Each day when some new term was mentioned that I was unfamiliar with I’d add another line under DON”T KNOW. For example, several students used the term “memes”. I had no idea what a meme was. They were astounded. Was I really a person? Had I just been unfrozen from the Ice Age? 

My cluelessness extended into their music world. I didn’t know what song was being sung by what singer or group. On the other hand, when I mentioned “Three Dog Night”, “Steppenwolf”, or “Jethro Tull” they were as clueless as I had been about their music. 

I gave them nicknames. Kids who did not have nicknames would come to me whining and say, “Mr. Wolfe, I don’t have a nickname!”

I taught them about inflation, using a DuckTales video clip. I had them look at the different kinds of taxes that would be added onto a purchased plane ticket, and also a rental car at the airport. We talked about how different things are valued differently by different people and why that is. Each day was a journey into discovery…for all of us!

I don’t think I’ve worked so hard in my life. After the school day I’d be preparing for the next day, and then I’d go to officiate a high school basketball game, come back home, finish getting ready for the next school day, and then fall into bed.
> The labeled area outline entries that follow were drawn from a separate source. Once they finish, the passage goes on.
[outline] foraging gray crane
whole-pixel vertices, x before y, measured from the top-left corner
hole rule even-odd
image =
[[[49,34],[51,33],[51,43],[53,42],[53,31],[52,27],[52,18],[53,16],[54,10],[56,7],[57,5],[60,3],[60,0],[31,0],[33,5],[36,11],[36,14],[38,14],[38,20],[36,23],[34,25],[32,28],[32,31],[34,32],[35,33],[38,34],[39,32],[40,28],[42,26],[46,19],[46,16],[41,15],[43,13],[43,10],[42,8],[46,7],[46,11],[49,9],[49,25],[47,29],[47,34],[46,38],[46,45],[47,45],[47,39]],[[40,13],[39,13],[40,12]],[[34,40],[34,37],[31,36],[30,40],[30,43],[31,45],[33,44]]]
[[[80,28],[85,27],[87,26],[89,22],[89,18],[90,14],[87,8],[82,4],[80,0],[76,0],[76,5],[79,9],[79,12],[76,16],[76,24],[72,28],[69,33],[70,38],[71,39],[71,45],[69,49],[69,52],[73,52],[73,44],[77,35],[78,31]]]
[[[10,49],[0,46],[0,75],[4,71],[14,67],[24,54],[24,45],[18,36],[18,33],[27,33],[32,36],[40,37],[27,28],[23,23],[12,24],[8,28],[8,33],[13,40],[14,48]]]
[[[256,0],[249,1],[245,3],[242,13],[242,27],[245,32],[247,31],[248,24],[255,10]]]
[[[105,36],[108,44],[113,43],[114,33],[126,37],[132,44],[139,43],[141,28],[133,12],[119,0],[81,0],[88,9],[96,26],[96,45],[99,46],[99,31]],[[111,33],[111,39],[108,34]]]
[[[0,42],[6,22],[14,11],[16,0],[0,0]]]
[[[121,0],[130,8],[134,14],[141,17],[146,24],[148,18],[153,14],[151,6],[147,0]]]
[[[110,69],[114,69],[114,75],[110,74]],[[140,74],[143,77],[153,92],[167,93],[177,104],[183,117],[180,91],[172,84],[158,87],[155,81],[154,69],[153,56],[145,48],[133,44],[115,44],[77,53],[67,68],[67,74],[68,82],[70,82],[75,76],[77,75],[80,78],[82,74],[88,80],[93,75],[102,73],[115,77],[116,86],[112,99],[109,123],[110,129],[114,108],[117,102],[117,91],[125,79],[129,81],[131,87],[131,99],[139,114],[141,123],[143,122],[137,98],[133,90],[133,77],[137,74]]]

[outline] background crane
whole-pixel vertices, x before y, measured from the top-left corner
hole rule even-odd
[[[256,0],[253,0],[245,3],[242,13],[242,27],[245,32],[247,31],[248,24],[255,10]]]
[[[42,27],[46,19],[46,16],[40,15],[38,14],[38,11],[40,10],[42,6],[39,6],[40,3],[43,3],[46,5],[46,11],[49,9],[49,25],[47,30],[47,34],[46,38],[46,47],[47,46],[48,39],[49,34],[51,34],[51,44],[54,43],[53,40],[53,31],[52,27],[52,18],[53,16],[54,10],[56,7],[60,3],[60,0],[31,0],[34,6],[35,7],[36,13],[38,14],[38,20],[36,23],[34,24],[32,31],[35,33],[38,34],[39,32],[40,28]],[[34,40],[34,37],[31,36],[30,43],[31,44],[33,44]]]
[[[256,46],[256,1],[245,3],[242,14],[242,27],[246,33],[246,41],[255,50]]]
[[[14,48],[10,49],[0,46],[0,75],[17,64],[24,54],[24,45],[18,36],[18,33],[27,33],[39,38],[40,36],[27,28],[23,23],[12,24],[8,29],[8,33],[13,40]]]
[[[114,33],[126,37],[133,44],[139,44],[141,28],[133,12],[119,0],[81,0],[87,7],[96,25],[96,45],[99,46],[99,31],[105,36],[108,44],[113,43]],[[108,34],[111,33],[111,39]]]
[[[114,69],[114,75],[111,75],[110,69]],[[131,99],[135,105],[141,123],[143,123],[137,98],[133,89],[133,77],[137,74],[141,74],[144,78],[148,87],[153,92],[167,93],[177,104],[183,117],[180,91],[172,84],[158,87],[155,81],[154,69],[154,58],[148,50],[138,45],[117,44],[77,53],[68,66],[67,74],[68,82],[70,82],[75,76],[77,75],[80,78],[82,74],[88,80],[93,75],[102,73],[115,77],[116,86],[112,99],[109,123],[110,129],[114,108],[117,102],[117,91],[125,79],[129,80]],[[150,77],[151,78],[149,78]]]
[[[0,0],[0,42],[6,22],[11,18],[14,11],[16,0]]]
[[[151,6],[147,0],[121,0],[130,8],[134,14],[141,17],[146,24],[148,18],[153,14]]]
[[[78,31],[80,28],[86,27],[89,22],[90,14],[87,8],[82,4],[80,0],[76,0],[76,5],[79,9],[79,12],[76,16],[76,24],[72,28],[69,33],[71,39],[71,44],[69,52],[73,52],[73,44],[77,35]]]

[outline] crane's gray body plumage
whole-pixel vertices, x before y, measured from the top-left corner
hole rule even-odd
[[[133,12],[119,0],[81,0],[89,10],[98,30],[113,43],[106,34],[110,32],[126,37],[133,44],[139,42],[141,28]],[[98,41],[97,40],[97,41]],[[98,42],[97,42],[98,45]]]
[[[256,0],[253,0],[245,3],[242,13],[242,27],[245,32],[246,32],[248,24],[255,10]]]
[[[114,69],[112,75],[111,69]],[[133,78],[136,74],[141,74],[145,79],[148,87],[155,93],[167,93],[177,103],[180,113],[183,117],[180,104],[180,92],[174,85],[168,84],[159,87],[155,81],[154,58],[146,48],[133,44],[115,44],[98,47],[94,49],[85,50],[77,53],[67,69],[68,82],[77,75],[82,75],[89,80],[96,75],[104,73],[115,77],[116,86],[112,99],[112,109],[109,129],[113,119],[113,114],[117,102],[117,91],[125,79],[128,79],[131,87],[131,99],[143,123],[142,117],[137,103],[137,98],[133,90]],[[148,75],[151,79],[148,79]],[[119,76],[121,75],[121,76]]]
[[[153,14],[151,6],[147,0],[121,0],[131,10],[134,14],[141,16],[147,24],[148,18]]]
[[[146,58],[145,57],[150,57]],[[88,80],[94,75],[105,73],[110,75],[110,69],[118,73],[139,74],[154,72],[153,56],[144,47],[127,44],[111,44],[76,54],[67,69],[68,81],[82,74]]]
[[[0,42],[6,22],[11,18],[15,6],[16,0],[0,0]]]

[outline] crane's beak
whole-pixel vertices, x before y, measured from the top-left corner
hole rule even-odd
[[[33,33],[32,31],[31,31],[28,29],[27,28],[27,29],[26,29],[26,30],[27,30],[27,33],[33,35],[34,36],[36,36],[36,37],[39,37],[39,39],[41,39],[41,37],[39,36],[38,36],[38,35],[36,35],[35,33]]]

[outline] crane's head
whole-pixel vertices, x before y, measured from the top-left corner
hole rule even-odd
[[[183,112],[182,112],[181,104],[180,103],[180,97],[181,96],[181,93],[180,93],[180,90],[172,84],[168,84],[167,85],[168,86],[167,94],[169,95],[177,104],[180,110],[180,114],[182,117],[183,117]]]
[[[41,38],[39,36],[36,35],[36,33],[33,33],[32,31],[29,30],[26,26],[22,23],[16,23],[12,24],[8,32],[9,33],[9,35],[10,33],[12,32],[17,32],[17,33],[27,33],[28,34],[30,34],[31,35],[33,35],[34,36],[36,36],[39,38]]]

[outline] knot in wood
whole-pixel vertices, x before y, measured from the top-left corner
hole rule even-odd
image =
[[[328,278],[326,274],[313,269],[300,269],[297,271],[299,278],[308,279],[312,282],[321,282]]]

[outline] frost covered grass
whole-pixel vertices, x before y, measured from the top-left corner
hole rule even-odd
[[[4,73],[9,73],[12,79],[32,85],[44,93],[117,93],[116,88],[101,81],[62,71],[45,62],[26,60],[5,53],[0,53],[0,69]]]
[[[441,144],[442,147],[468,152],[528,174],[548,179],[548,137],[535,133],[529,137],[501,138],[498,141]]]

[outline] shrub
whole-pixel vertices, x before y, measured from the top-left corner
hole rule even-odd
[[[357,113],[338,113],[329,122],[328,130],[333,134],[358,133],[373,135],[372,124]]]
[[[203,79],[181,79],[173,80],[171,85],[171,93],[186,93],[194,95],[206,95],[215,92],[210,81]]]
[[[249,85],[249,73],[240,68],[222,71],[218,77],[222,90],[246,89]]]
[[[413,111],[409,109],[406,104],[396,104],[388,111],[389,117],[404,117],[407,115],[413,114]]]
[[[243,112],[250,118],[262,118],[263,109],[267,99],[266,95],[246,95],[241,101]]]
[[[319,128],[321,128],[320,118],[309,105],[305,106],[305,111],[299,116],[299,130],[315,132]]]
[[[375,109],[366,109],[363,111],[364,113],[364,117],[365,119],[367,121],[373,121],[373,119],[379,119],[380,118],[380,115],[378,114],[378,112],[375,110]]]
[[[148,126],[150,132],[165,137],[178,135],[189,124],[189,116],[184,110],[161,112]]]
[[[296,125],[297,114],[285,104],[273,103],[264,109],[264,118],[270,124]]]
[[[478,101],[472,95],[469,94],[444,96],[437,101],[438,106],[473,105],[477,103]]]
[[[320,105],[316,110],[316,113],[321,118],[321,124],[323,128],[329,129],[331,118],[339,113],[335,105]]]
I loved it! When Jenn Dilger was hired to be the next teacher, beginning in early February, I was disappointed. She is an awesome teacher, who, in fact, recently I subbed for the last week before Christmas break,break, and am subbing for her three days this month. I just missed the kids, the students, who had taught me so much. I missed the day-to-day interaction and humor. Laughter was a part of the educational adventure for each of my classes.

A couple of weeks ago Carol and I went over to watch a Liberty High School basketball game and three of those students I had on January 9, 2017 met me by the bleachers. We relived those days once again. One of them said, “Coach Wolfe, those were the most fun classes I’ve ever had!” 

“For me, too! I’m not sure how much you all learned, but I had a great time.”

“I still remember when you showed that DuckTales video. And do you remember Abby’s flying lego car? And when Dominick couldn’t answer any of your questions about Iran, the country he was doing a presentation about? And Jonah telling you that you could just call him “G.O.A.T”, greatest of all time?” 

I nodded my head. I remembered and I was very, very blessed to have been a part of it…and still miss it!